A document that outlines the purpose, questions, methodology, participant criteria, timeline, and deliverables for a planned research effort. A clear research plan aligns stakeholders on what will be studied and why, prevents scope creep during fieldwork, and ensures the method chosen is appropriate for the questions being asked.
Common contexts
- Writing a one-page research plan to get stakeholder sign-off before recruiting participants for a usability study
- Using a research plan to push back on a request to 'just ask users what they want' by clarifying what evaluative versus generative methods can and cannot answer
- Documenting participant criteria and session structure before handing recruitment to an external agency
Use when
Write a research plan whenever a study involves external participants, budget, or stakeholder expectations — specifically when there's any risk that someone will redirect the study mid-stream based on opinions rather than research objectives.
Avoid when
Don't spend days producing a formal research plan for informal guerrilla testing or quick hallway interviews — over-documenting low-stakes exploratory conversations creates process theatre that slows the learning you actually need.
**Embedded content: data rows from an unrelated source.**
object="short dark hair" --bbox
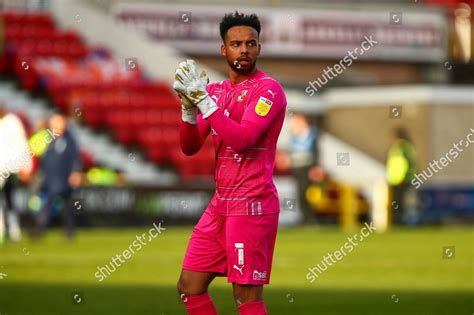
[219,11,261,40]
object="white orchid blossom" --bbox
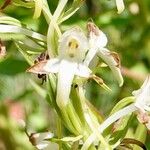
[84,22,123,86]
[28,28,91,108]
[81,76,150,150]
[116,0,125,14]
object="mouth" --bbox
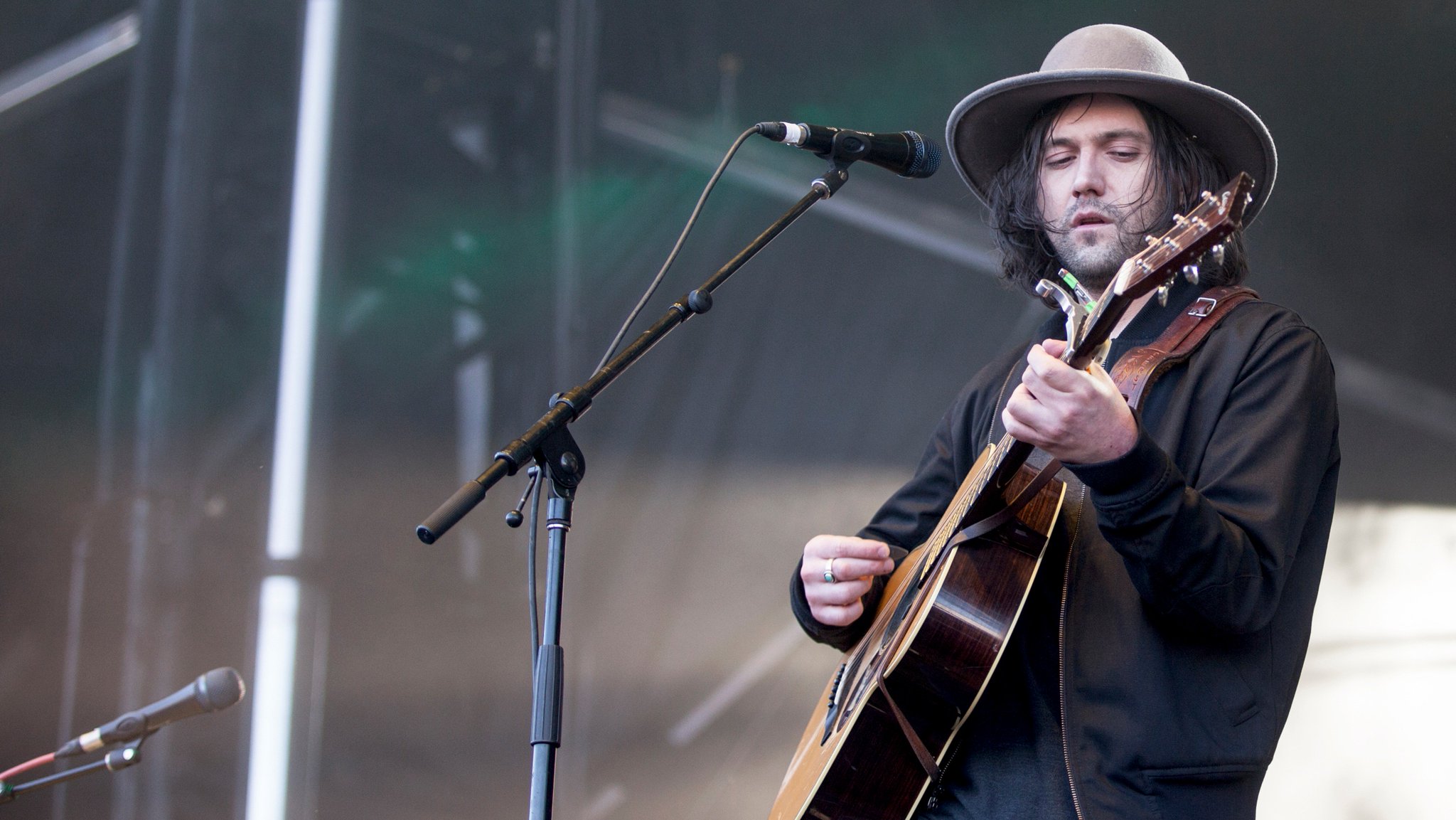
[1071,211,1113,230]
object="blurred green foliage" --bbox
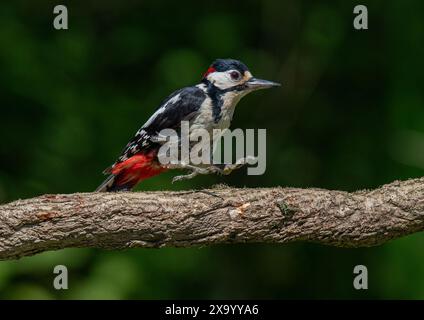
[0,0,424,299]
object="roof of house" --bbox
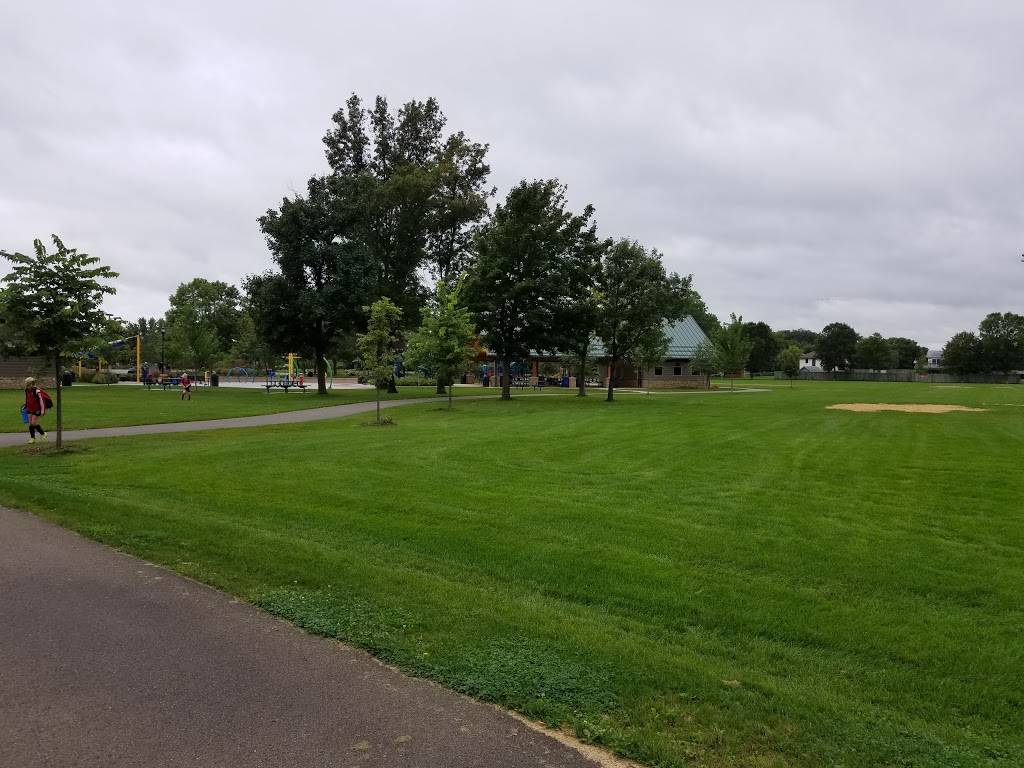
[590,314,709,360]
[665,314,708,359]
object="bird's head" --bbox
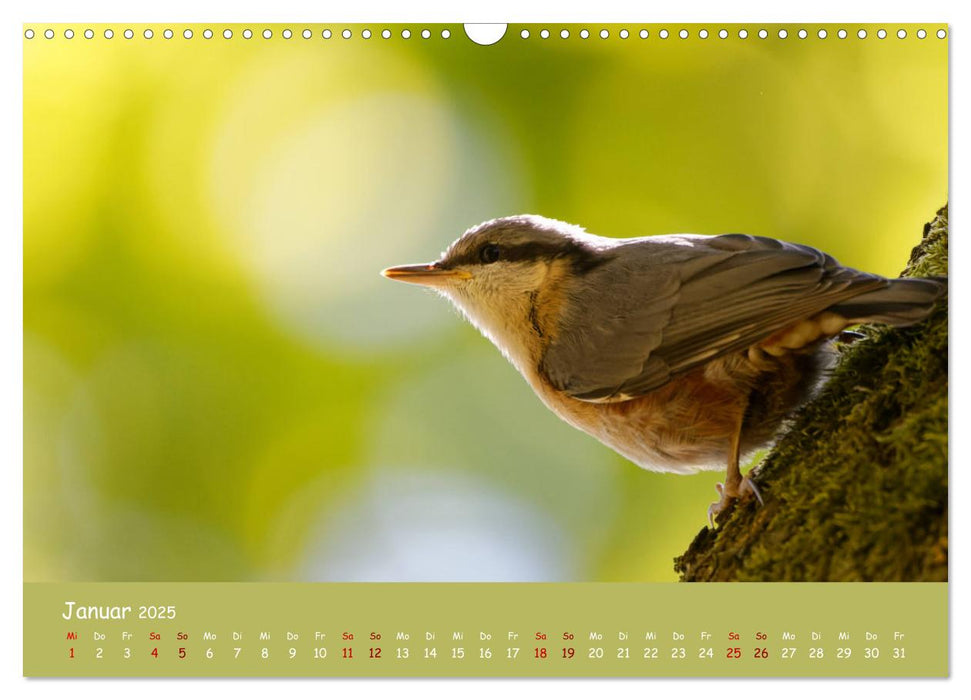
[382,215,608,364]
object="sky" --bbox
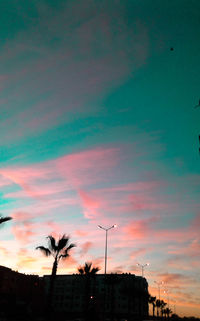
[0,0,200,317]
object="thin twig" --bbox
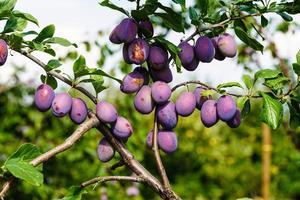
[0,117,99,198]
[152,108,171,188]
[80,176,145,188]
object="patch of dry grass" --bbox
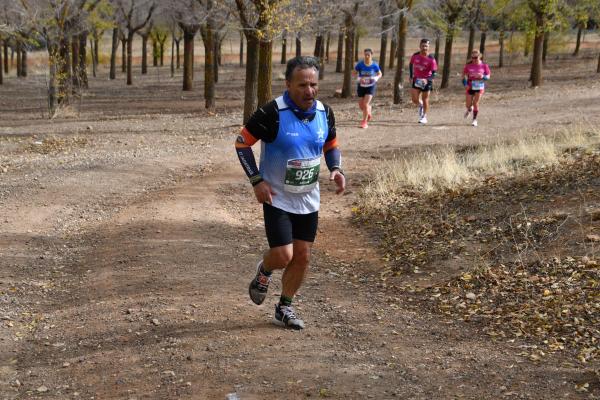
[361,127,600,209]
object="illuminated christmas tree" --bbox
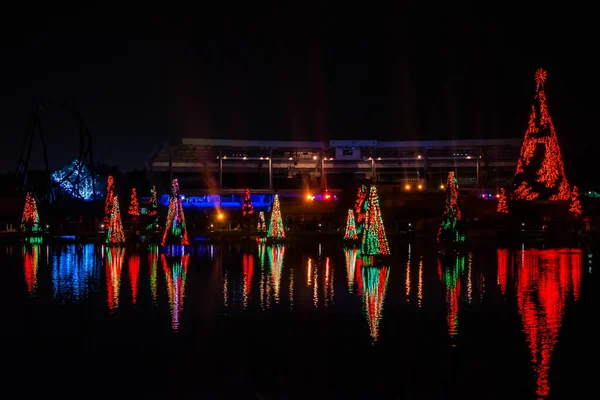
[267,195,285,239]
[148,186,158,217]
[106,195,125,244]
[344,209,358,240]
[361,185,390,256]
[256,211,267,232]
[104,175,115,224]
[437,171,465,243]
[512,68,571,200]
[569,186,581,216]
[161,179,190,246]
[496,188,508,214]
[21,192,42,233]
[127,188,140,220]
[242,189,254,217]
[354,185,367,235]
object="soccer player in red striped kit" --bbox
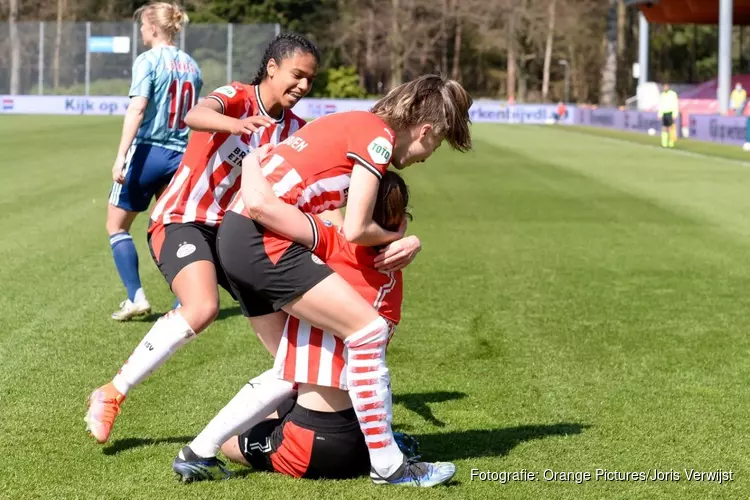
[173,75,472,487]
[86,33,320,443]
[214,171,416,479]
A research plan is as much a negotiating document as a methodological one — its real function is protecting the integrity of the study against stakeholders who want it to answer questions it was never designed to address.
Real-world examples
- Google's UX research team requires a one-page research plan for every study, covering research questions, methodology, participant criteria, and success metrics — a practice that reduces post-study disputes about what was actually learned.
- Atlassian publishes their internal research plan template openly, including a 'parking lot' section for questions that fall out of scope, modelling how to maintain focus while capturing tangential insights.
- Airbnb's research operations team uses research plans to match study type to business decision timeline: a 2-week deadline gets guerrilla testing, a 6-week window gets a diary study.